Scientists are already evaluating CRISPR therapies that modify a person’s genome as treatments for blood diseases and some forms of hereditary blindness. The new version of CRISPR does not modify genes directly – it can prevent them from being expressed – and so they should not cause permanent changes, although it is unclear how long their effects will last.

A new way to target pain

Some studies estimate that a large proportion of the population in Europe and the United States – up to 50% – experience chronic pain2,3. This pain can become debilitating over time by limiting someone’s activity and negatively affecting their mental health. Despite the prevalence of the condition, there are few options to provide long-term relief without side effects. Nevertheless, doctors took away from prescribing opioids due to the risk of addiction, and this further limited their options.

This fate inspired bioengineer Ana Moreno and colleagues at the University of California, San Diego to seek an alternative treatment.

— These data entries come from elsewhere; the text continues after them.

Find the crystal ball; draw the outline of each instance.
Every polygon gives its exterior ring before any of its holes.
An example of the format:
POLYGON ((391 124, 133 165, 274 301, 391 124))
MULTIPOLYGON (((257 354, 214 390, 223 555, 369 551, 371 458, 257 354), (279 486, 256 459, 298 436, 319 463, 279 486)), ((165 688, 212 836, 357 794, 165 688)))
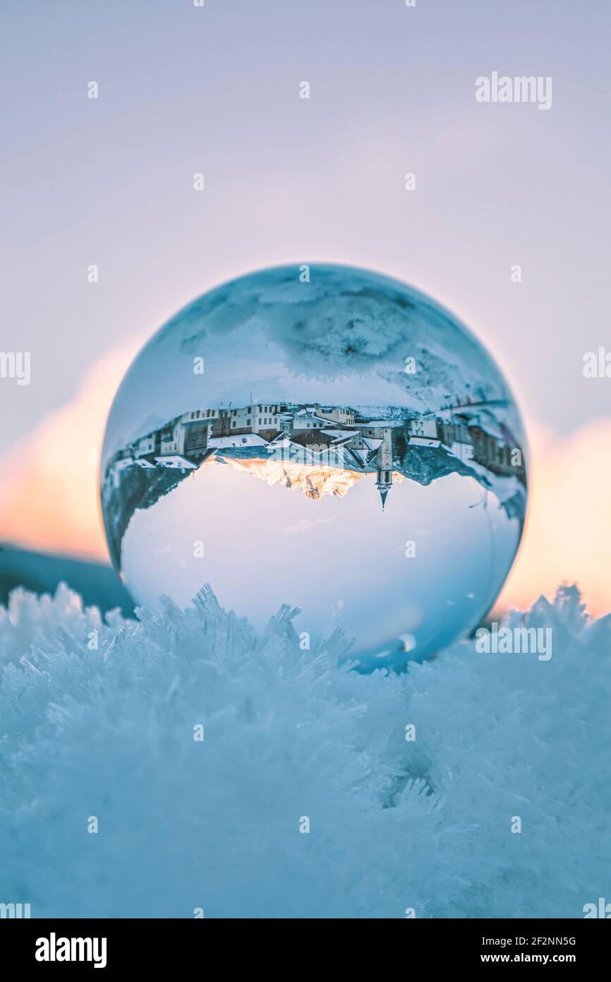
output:
POLYGON ((498 365, 454 314, 348 266, 210 290, 141 350, 100 467, 112 562, 139 605, 209 584, 302 648, 340 628, 361 671, 468 634, 522 535, 525 435, 498 365))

Pain registers in the brain when a stimulus – such as touching a hot pan or being stabbed with a sharp object – causes neurons to send an electrical signal through the nerves in the spinal cord and upward to the brain. This happens when pore-like openings along the neuron – called ion channels – become open and close to allow ions to pass through, transmitting a current along the nerve. With chronic pain, parts of this pathway may become hyperactive.

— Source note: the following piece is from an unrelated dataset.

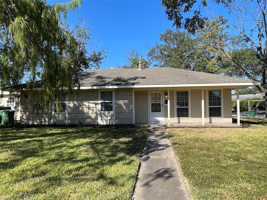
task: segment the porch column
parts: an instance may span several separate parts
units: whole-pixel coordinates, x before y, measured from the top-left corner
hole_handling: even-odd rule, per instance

Although many types of ion channels exist, studies have suggested that a sodium channel Nav1.7 may play a central role in chronic pain. If people have mutations in the gene for this channel, they experience extreme, constant pain, or may not experience pain at all.

So Moreno and her team thought they could stop the signals moving to the brain by preventing neurons from producing Nav1.7. Chemists tried to block Nav1.7 with small-molecule drugs and antibodies, but struggled because these therapies also interact with structurally similar sodium channels in the body, causing side effects including numbness and poor coordination. But with CRISPR targeting genes with precision, researchers thought they might be able to hit Nav1.7 directly, without any effects outside the target.

Use CRISPR precision

The team started with a modified version of the Cas9 protein that is normally part of the CRISPR gene processing system. It can cut the DNA sequence encoding Na but notv1.7. The researchers attached a second ‘repressor’ protein to the modified Cas9 that stops the Nav1.7 none is expressed. The researchers packaged this system into a small, inactive virus called an adeno-associated virus that can transmit it into cells.

They gave mice a spinal injection of the gene silence therapy, and then tried to cause chronic pain by injecting chemotherapy drugs or inflammatory drugs into the animals. These mice were more tolerant of painful stimuli. And mice that had already suffered from chronic pain benefited from the therapy, the team showed. For example, mice receiving doses of chemotherapy are very sensitive to pain but lose sensitivity after a single injection of gene therapy. The results were published in Science Translational Medicine on March 101.

In some cases, the pain relief seemed to last up to 44 weeks after the injection. “It’s quite remarkable,” said Sulayman Dib-Hajj, a neuroscientist at Yale University in New Haven, Connecticut.

What is important, says Calvo, seems to be that the treatment destroyed the expression of Nav1.7 without shutting down other sodium channels – the mice lost no feelings except pain, and showed no other side effects.

Despite their excitement, scientists warn that these results are still preliminary, and they do not know whether the pain relief observed in mice will translate to humans. “It gives us hope that gene therapy approaches can work in humans” for the treatment of chronic pain, “says Dib-Hajj,” but more work needs to be done. “

Moreno is now CEO of Navega Therapeutics in San Diego, which plans to continue the treatment with the hope of one day testing it in humans.